For Mr Mochoboroane and other leaders in the opposition, a motion of no confidence in the Prime Minister, that is looming, should be met with genuine thought of Lesotho and Basotho, as the country, according to the many statements that have been made, cannot afford the kind of spending that elections would costs. For many Basotho, the question is where would the money to hold elections come from? Are there international bodies, be it donors or the friends of Lesotho, who are willing to bail out the Kingdom by holding an expensive election exercise, than to lend a helping hand to feed the over half a million of the population which is in shear hunger?
Others have even argued that an election will not bring change to the current situation, saying the change of government and a call for an early election is only to benefit the politicians, who know that the collapse of government will bring ease to their M500,000 loans which will lapse with the early death to parliament life. “They have consumed all those monies they borrowed, now they want more. It is only a strategy,” said a caller in one of the popular morning phone-in radio programmes. That kind of thinking is not isolated amongst Basotho in both urban and rural areas, who participate on the radio shows even through cheaper real-time platforms such as WhatsApp and other messaging apps.
The common call has been for the government to concentrate on providing services to the nation rather than focus on their own political fights. Since the February 1 and 2 elective conference of the leading ruling party in the current coalition, the All Basotho Convention (ABC), as seen by many political observers and Basotho in general, government focus has been diverted to the party’s in-fighting with less energy being afforded the real business of government, by those charged with the responsibility at the highest level. The ABC intra-party conflict has consumed most of the hours needed by the courts of law in their discharge of justice and even today the saga has not yet been resolved, while the government’s stability is becoming even more shakier and uncertain.
Human and socio-economic rights activists, such as the Transformation Resource Centre (TRC), argue that the current situation needs an urgent attention, if the state is to be saved from more embarrassment. “We cannot sit and watch when people go worse hungry at the expense of a government that does not give itself a chance to listen to the people’s woes,” the Director of TRC, Tsikoane Peshoane, said in an interview. He said unless everybody realised that the current intra-party politics within major political parties, especially the ABC, had graduated to a national crisis, it would be difficult to see the need for it to be resolved.
For Mr Tsikoane and others who hold the same view, even the very ABC leaders who are at opposing positions, some of them are on denial of the elevation of their conflict, saying it is being exaggerated. “It is not that people are that blind, but some of them are so consumed in this conflict, they fail to see anything outside their own thinking and short-sightedness,” said one observer recently on radio. They even believe that even with the recent signing by political parties to secure the reforms through a parliamentary enactment that will establish the relevant authority, it is only if there is a political will on the part of all that such processes will run to the very end.
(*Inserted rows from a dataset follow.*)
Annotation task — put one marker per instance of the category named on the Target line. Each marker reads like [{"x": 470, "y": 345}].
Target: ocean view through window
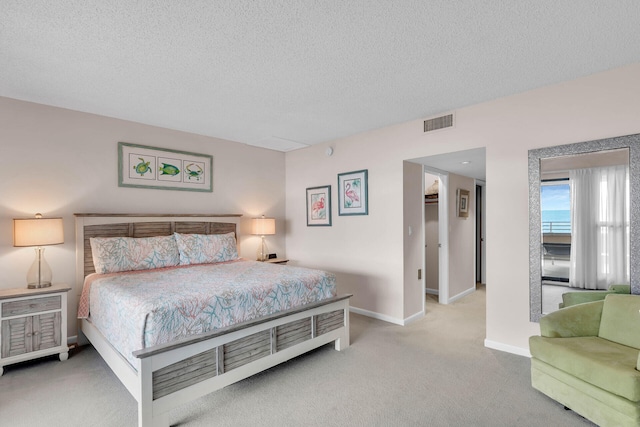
[{"x": 555, "y": 201}]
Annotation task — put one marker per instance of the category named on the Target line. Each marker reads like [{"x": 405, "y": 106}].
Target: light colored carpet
[{"x": 435, "y": 372}]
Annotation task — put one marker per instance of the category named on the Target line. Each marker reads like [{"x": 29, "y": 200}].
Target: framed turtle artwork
[{"x": 142, "y": 166}]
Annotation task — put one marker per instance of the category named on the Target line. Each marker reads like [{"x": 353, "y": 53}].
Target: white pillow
[
  {"x": 206, "y": 248},
  {"x": 115, "y": 254}
]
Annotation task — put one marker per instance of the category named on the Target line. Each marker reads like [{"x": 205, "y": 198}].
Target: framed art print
[
  {"x": 352, "y": 193},
  {"x": 463, "y": 203},
  {"x": 141, "y": 166},
  {"x": 319, "y": 206}
]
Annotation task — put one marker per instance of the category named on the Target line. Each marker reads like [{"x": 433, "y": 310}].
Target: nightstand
[
  {"x": 277, "y": 260},
  {"x": 33, "y": 324}
]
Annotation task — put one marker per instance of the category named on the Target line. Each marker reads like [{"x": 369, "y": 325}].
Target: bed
[{"x": 163, "y": 375}]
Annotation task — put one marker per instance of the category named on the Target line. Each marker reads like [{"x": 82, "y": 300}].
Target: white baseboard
[
  {"x": 378, "y": 316},
  {"x": 461, "y": 295},
  {"x": 414, "y": 318},
  {"x": 507, "y": 348}
]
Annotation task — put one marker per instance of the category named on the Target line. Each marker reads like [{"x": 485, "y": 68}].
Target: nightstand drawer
[{"x": 17, "y": 308}]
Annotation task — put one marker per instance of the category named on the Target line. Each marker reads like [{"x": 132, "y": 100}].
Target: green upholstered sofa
[
  {"x": 587, "y": 359},
  {"x": 573, "y": 298}
]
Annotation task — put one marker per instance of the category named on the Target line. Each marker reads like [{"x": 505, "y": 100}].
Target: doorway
[{"x": 464, "y": 170}]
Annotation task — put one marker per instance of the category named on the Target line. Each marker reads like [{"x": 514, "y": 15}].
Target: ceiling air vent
[{"x": 438, "y": 123}]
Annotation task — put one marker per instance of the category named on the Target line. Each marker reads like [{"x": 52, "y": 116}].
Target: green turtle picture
[
  {"x": 167, "y": 169},
  {"x": 142, "y": 167}
]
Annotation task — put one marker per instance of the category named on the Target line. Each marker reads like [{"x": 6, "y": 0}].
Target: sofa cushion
[
  {"x": 597, "y": 361},
  {"x": 620, "y": 321}
]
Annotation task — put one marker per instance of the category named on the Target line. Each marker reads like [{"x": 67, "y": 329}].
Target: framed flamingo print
[
  {"x": 319, "y": 206},
  {"x": 353, "y": 198}
]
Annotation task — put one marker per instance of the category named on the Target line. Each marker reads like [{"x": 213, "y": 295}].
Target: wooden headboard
[{"x": 141, "y": 225}]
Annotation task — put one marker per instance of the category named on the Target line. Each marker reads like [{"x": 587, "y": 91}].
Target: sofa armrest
[
  {"x": 574, "y": 298},
  {"x": 582, "y": 320}
]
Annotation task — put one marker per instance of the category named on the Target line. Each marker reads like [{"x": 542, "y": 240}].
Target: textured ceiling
[{"x": 286, "y": 74}]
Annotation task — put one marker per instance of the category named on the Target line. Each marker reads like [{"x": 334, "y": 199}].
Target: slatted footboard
[{"x": 176, "y": 373}]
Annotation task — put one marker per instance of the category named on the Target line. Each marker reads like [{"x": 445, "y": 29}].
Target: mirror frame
[{"x": 632, "y": 142}]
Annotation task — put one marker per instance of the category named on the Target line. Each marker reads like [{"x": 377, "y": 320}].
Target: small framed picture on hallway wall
[
  {"x": 463, "y": 203},
  {"x": 319, "y": 206},
  {"x": 353, "y": 198}
]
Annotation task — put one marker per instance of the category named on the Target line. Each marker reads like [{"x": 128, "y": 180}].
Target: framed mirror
[{"x": 550, "y": 253}]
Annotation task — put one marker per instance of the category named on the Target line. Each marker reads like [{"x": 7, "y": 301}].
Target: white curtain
[{"x": 599, "y": 227}]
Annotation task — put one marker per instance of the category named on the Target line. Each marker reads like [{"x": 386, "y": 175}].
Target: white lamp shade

Whether the government of Dr Thabane is saved or there is a new animal put in place, be it a government of national unity, a transitional structure or even a change of power in the parliament, the urgent and real healing of Lesotho and Basotho will only come about when all is well. “You can bring about all these nice sounding changes, but for as long as Basotho’s human and economic rights are not secure, it is a non-starter,” concludes Mr Tsikoane. For many of the callers on daily radio shows, they cannot stop making noise, ‘as long as there is nothing in their mouths’!